I admit it. I've just spent several hours vegging out in front of the TV. (I call it market research.) And besides The Golden Girls (reruns) and Martha Stewart (promos for her new show), as far as women over fifty go, it's been a vast wasteland tonight, indeed.
Ditto my visit earlier today to the magazine stand. Besides "More" (have you even heard of it?)and "Oprah", what publication even includes let alone targets us?
So, here's the deal.
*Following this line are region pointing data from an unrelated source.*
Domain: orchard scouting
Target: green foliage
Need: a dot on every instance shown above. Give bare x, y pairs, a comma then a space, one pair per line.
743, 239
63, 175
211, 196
One of the reason that there isn't mainstream media to address our issues and concerns, show us living our lives or starring in sit-coms in any role other than the ditzy, marginalized mother or grandmother, is that advertising brand managers (who tend to be in their thirties, if that) haven't figured out that we're the demographic with the most money.
In the absence of advertising-supported media, we don't get to read about each other in the waiting room, share tips through the daily newspaper, have role models flitting in and out of consciousness as we listen to the radio and watch television, in the normal course of our days. As a result, we have the impression that when it comes to mainstream society, not only do our needs/interests not matter enough to publicly address, but that we are invisible.
Obviously, this is not true. But without formal means of communication, it is all too easy to become isolated from one another--to not know that the issues you are facing as an individual are being experienced by the larger community of women of our generation around the country/the world...
In this disconnected community, there are many who have great perspective, empathy, solutions, wisdom, discoveries to share--but unless you happen to attend "Menopause the Musical" or get a lucky well-timed e-mail, have lunch with one of your two best friends, or pay to see a "life coach", you're pretty much left to your own devices, forced to reinvent the wheel for yourself issue by issue.
And so, the lack of advertising and respectful media portrayals directed to our generation of women should be more than just an irritant, something we take as "the way things are." Click! I would like to propose that this is, in fact, our generation's next great cause! Viva L'Marketers!